Brignogan Plages - extraordinary and magical rocks

'There's the Ram and Lamb,' said Billy, pointing at two rocks just beyond the narrows. The water swilled over them.

'I like it,' said Quoyle, 'that the rocks have names.  There's one down off Quoyle's Point - '

'Oh, ay, the Comb.'
'That's it, a jagged rock with points sticking up.'

'Twelve points onto that rock.  Or used to be.  Was named after the old style of brimstone matches.  They used to come in combs, all one piece along the bottom, twelve to a comb.  You'd break one off.  Sulfur stink.  They called them stinkers - a comb of stinkers.  Quoyle's Point got quite a few known sunkers and rocks.  There's the Tea Buns, a whole plateful of little scrapers half a fathom under the water, off to the north of the Comb.  Right out the end of the point there's Komatik-Dog.  You come on it just right it looks for all the world like a big sled dog settin' on the water, his head up, looking around.

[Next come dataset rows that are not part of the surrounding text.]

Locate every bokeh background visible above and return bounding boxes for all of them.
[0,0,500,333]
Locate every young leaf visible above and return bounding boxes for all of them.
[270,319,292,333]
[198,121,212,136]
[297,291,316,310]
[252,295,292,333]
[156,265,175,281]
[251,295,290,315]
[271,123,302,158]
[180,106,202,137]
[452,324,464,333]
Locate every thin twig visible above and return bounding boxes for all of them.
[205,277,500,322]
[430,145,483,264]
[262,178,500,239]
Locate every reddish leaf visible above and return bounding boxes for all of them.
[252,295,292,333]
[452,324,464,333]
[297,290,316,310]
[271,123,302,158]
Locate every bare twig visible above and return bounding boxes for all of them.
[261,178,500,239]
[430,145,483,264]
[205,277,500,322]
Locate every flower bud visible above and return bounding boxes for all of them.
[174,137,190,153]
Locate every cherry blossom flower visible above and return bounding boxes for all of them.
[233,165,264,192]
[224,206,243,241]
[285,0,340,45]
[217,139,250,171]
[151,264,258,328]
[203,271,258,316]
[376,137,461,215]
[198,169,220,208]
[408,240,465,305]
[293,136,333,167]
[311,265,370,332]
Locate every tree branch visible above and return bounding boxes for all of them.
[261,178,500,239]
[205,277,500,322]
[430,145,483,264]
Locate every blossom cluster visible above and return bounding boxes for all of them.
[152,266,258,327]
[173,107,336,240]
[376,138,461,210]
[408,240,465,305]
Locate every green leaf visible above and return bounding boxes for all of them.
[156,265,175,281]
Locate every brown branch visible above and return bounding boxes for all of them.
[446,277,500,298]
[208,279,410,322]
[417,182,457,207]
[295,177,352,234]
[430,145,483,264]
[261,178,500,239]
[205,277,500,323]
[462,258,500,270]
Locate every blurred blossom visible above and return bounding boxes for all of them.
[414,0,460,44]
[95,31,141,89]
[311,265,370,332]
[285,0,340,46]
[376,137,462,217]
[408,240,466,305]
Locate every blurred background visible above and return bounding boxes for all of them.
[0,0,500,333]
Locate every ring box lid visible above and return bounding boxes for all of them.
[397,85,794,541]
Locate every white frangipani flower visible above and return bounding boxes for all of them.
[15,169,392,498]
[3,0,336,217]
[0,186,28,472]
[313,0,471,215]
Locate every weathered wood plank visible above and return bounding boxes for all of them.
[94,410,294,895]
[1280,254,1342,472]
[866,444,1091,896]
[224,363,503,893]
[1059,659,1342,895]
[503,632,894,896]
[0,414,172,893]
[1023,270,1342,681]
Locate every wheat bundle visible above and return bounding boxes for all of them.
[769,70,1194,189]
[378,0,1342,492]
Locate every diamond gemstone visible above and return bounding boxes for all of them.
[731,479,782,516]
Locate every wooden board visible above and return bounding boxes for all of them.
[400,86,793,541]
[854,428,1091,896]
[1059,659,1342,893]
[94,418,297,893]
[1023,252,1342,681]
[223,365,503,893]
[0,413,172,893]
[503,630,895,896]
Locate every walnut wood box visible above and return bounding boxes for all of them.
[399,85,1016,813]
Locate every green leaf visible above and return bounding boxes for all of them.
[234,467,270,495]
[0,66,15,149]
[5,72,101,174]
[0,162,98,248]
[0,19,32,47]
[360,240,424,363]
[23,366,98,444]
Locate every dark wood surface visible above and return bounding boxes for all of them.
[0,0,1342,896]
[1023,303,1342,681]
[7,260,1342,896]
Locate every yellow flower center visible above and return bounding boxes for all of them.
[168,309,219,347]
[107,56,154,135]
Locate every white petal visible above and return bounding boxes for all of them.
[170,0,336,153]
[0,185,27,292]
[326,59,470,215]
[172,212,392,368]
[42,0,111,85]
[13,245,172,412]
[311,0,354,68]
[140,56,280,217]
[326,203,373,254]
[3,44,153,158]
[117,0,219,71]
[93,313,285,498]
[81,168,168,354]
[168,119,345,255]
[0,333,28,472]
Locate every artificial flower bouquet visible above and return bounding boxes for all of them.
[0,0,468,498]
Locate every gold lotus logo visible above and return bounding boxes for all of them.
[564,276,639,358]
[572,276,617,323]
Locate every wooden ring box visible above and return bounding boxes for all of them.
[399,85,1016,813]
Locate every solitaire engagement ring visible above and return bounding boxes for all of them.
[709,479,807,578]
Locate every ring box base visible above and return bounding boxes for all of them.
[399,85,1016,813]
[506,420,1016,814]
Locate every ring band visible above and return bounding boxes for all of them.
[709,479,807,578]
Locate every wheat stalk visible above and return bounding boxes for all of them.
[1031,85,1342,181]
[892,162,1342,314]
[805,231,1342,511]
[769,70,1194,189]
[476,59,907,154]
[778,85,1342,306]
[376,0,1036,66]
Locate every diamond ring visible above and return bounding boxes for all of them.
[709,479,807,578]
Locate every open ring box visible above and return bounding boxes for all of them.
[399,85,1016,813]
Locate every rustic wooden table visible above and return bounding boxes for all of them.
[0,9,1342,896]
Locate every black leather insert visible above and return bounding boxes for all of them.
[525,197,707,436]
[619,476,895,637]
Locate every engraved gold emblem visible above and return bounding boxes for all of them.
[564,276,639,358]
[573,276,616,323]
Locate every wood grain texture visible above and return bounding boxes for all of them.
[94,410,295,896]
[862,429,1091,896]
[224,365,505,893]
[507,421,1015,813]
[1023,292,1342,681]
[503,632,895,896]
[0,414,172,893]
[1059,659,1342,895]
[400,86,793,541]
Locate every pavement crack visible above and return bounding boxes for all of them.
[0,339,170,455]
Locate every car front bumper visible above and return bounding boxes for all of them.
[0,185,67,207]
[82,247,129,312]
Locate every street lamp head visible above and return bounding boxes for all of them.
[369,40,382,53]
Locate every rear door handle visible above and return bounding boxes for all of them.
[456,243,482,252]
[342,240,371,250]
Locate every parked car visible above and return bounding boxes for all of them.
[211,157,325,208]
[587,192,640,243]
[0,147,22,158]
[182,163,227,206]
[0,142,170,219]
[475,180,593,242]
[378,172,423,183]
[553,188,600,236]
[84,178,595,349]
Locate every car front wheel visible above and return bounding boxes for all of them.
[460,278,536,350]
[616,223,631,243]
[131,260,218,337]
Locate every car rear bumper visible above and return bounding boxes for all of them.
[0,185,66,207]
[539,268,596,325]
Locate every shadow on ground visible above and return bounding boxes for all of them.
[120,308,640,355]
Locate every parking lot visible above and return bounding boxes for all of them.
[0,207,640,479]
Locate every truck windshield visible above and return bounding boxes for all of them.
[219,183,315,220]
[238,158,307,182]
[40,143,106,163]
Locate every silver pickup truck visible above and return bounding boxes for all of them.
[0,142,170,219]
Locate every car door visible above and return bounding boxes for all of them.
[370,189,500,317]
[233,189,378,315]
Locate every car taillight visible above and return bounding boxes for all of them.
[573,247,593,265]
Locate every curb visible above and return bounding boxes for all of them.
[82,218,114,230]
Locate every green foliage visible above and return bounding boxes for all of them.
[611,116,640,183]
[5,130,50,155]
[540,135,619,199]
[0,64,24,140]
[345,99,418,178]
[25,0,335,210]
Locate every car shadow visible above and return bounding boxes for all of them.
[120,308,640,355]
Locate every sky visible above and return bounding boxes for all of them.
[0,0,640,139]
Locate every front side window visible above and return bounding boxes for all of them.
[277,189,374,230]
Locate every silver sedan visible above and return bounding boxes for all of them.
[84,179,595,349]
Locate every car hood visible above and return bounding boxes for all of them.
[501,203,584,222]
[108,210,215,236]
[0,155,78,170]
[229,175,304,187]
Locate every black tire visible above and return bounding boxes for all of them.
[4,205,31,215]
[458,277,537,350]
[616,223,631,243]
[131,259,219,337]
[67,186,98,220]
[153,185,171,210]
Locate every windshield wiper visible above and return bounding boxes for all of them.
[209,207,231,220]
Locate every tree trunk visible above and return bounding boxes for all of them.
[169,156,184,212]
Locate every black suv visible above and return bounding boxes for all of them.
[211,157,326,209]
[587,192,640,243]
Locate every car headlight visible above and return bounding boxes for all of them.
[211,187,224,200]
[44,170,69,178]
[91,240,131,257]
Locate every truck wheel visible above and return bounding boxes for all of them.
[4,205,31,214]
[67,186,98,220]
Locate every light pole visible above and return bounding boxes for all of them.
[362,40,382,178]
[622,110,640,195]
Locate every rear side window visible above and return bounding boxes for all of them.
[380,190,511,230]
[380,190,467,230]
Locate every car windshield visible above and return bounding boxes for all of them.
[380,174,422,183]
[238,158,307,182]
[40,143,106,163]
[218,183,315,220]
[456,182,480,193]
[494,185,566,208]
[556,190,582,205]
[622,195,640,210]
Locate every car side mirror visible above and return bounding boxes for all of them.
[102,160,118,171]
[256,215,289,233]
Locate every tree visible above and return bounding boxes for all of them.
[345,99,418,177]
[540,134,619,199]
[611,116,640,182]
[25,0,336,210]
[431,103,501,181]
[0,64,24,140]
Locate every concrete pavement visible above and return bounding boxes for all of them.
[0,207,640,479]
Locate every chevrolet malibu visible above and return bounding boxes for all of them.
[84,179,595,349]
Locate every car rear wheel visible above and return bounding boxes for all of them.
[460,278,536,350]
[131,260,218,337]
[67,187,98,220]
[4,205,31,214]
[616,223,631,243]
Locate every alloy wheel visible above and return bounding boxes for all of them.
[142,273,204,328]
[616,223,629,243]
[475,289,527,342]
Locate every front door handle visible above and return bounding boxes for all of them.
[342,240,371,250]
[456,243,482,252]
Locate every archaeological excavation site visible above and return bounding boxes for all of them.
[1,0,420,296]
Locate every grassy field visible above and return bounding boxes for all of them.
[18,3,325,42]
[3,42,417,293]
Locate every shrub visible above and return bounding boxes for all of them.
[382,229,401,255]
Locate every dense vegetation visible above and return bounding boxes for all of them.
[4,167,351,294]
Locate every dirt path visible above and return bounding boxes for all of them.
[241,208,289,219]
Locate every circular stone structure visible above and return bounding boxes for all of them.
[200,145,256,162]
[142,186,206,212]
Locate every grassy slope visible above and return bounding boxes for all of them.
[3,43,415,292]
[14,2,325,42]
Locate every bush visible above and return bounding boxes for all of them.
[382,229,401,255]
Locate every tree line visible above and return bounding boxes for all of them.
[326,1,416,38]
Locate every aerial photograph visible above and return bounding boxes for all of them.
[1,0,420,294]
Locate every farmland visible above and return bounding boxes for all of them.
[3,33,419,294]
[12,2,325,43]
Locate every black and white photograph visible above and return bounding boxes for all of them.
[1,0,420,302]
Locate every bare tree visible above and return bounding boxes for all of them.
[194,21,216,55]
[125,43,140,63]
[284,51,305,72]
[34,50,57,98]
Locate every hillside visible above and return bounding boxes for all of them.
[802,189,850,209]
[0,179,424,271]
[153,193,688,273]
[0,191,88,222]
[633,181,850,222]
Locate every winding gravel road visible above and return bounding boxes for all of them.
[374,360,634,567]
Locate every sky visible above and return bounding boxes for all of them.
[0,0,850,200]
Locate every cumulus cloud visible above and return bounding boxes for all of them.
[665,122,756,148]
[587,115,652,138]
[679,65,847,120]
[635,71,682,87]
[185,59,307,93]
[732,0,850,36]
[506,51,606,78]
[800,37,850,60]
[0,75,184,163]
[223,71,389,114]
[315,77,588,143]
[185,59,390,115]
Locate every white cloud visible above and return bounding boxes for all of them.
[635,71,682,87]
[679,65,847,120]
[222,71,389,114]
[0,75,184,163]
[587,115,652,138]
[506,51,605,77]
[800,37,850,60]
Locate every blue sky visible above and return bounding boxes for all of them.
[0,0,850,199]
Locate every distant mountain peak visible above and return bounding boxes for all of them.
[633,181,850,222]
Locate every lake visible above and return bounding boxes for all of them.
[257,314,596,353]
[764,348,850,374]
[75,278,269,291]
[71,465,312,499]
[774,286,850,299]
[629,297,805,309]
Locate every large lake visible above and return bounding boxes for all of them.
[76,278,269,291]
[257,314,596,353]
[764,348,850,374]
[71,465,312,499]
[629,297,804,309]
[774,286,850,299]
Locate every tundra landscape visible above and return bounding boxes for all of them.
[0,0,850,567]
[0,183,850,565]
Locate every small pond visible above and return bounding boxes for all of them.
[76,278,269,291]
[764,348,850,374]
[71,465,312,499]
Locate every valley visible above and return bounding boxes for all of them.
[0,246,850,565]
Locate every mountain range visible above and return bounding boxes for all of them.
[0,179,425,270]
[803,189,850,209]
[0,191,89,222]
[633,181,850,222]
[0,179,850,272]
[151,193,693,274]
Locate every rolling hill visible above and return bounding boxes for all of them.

They used to say he was waiting for a wreck, that'd he'd come to life and swim out and swallow up the poor drowning people.'

Excerpt from The Shipping News by E. Annie Proulx

These are photos of some of the rocks on Brignogan Plages in remote northwest Brittany near where I live.  Do these extraordinary rock formations have names, I wonder?  The story is that this is a wreckers' coast,  Breton sailors must have known and named them ....  Great pilings of rock upon rock, created by Nature, formed by the forces of water and wind.  These strange and excessive rocks are like prehistoric animals or megaliths ....  

Tell us your names ....


My name for the rock above is 'La Baleine de Peintre' ....



P.S. The famous English surrealist Eileen Agar, named this rock 'Bum Thumb', when she took this photo in Ploumanach in 1936, (another place in Brittany famous for its rocks).